It is plain." in, due to identify duplicate punctuation mark ".", and number of repetition n=5, and identify that Feature Words are
" bottle green ", viewpoint word are " plain ".
By above-mentioned processing, series of features word, viewpoint word and demand estimation model finally can get.In some implementations
It, can be with the frequency of statistical nature word in example.The number of repetition of Feature Words is higher, then attention rate is also higher.When feeling polarities are
When derogatory sense, illustrate that demand property is higher.
In some embodiments, can be with the frequency of Statistics word, and provide viewpoint value.Viewpoint value indicates the viewpoint
Feeling polarities, specific numerical value are [- 1,1] section.Wherein, negative number representation negative emotion, positive number indicate positive emotion, and
Absolute value is bigger, and feeling polarities are more obvious.
In step 207, method passes through series of features word construction feature dictionary.In some embodiments, it is examined using card side
It tests (Chi-Squared Test) and carrys out construction feature dictionary.Chi-square Test be by X2 be distributed based on one kind common assume inspection
Proved recipe method, its null hypothesis H0 is: observed frequency and expecterd frequency do not have difference.Detailed process is: assume initially that H0 is set up,
X2 value is calculated based on this premise, which indicates the departure degree between observed value and theoretical value.It can according to X2 distribution and freedom degree
To determine the probability P for obtaining current statistic amount and more extreme case in the case where H0 assumes to set up.If P value very little, explanation
Observed value and theoretical value departure degree are too big, should refuse null hypothesis, and there were significant differences between two comparative quantities, have independent
Property;Otherwise it cannot refuse null hypothesis, that is, must not believe that between two comparative quantities have independence.Chi-square Test is in natural language
It is chiefly used in carrying out feature extraction in speech processing.
In some embodiments, calculating these Feature Words can for the influence degree of demand estimation, that is, Feature Words
A possibility that being decided to be demand, the possibility are referred to as characteristic value.If the characteristic value of certain Feature Words is lower than threshold value, abandon;
Otherwise retain the specific word.By sorting to characteristic value, Feature Words corresponding to characteristic value in the top is selected to be added to spy
It levies in dictionary, thus constitutive characteristic dictionary.

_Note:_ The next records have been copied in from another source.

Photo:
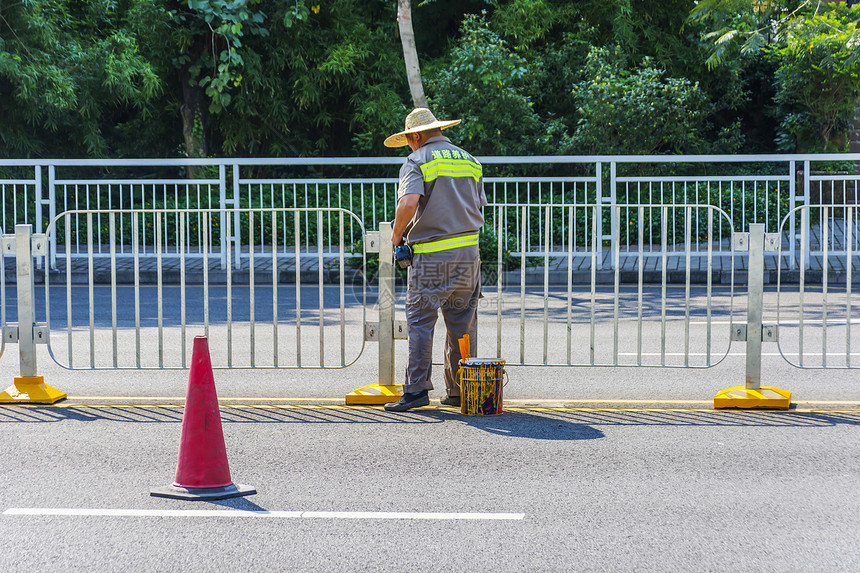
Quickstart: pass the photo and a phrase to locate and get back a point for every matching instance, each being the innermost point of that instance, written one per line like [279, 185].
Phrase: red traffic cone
[202, 471]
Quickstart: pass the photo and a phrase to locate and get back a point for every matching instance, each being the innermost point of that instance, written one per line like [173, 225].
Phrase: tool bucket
[481, 383]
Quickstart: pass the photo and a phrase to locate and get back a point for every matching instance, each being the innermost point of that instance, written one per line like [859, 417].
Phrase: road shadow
[520, 424]
[534, 423]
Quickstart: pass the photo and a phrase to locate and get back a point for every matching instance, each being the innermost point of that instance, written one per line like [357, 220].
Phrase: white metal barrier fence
[658, 241]
[239, 297]
[667, 261]
[755, 188]
[816, 319]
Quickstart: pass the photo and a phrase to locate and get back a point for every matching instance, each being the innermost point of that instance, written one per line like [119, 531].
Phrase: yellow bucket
[481, 383]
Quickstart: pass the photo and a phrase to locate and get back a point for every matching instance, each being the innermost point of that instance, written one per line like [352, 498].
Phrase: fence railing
[817, 319]
[674, 328]
[249, 299]
[750, 189]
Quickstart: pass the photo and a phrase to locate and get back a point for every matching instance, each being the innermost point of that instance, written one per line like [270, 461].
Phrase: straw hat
[419, 119]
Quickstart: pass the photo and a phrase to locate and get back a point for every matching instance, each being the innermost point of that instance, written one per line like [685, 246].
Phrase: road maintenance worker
[440, 195]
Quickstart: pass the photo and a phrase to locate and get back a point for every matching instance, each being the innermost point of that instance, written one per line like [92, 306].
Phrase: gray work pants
[450, 281]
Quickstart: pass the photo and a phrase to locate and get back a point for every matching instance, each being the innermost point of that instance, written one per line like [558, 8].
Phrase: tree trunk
[192, 111]
[854, 132]
[410, 54]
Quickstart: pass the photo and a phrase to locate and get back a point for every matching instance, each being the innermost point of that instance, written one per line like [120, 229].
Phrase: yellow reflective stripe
[452, 168]
[446, 244]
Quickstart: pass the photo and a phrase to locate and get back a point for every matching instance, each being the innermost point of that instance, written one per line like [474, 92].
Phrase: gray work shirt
[450, 182]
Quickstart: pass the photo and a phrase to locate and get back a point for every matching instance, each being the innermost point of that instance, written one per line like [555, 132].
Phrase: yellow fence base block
[375, 394]
[31, 390]
[741, 397]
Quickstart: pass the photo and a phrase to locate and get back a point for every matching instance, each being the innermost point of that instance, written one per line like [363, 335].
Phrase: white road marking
[85, 512]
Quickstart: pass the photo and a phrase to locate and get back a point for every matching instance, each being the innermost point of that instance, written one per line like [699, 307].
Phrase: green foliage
[71, 73]
[484, 83]
[813, 47]
[156, 78]
[818, 80]
[638, 110]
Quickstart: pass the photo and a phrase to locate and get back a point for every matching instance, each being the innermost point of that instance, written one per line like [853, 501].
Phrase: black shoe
[409, 401]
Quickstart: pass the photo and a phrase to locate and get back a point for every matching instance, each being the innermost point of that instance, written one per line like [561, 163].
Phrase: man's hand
[406, 208]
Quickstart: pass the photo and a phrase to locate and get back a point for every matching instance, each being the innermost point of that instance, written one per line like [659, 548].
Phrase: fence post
[386, 306]
[753, 394]
[222, 204]
[52, 213]
[29, 386]
[385, 390]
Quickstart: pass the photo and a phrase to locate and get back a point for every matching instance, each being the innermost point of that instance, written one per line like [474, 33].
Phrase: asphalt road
[596, 491]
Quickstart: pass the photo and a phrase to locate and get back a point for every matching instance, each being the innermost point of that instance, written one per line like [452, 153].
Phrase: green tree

Fig. 7 shows the signal of the comprising modules of the intelligent sound data-requirements extraction system according to this specification embodiment
Figure.With reference to Fig. 7, which includes recording module 301, speech recognition module 302, corpus preprocessing module 303, word segmentation module
304 and demand estimation module 305.Recording module 301 is for obtaining voice data.Speech recognition module 302 is used for voice number
According to being pre-processed, text data is obtained;Corpus preprocessing module 303 is for segmenting each sentence in text data
Processing;Word segmentation module is used to obtain sentence corresponding to text data by the text data after word segmentation processing compared with feature lexicon
Vector;Demand estimation module 304 for judge from the sentence vector of input the corresponding short sentence of this vector be statement of requirements or
Non- statement of requirements.For the function and implementation process of module each in device, it can refer to and accordingly be walked in former approach embodiment
Rapid implementation process.For the sake of simplicity, it is omitted here details.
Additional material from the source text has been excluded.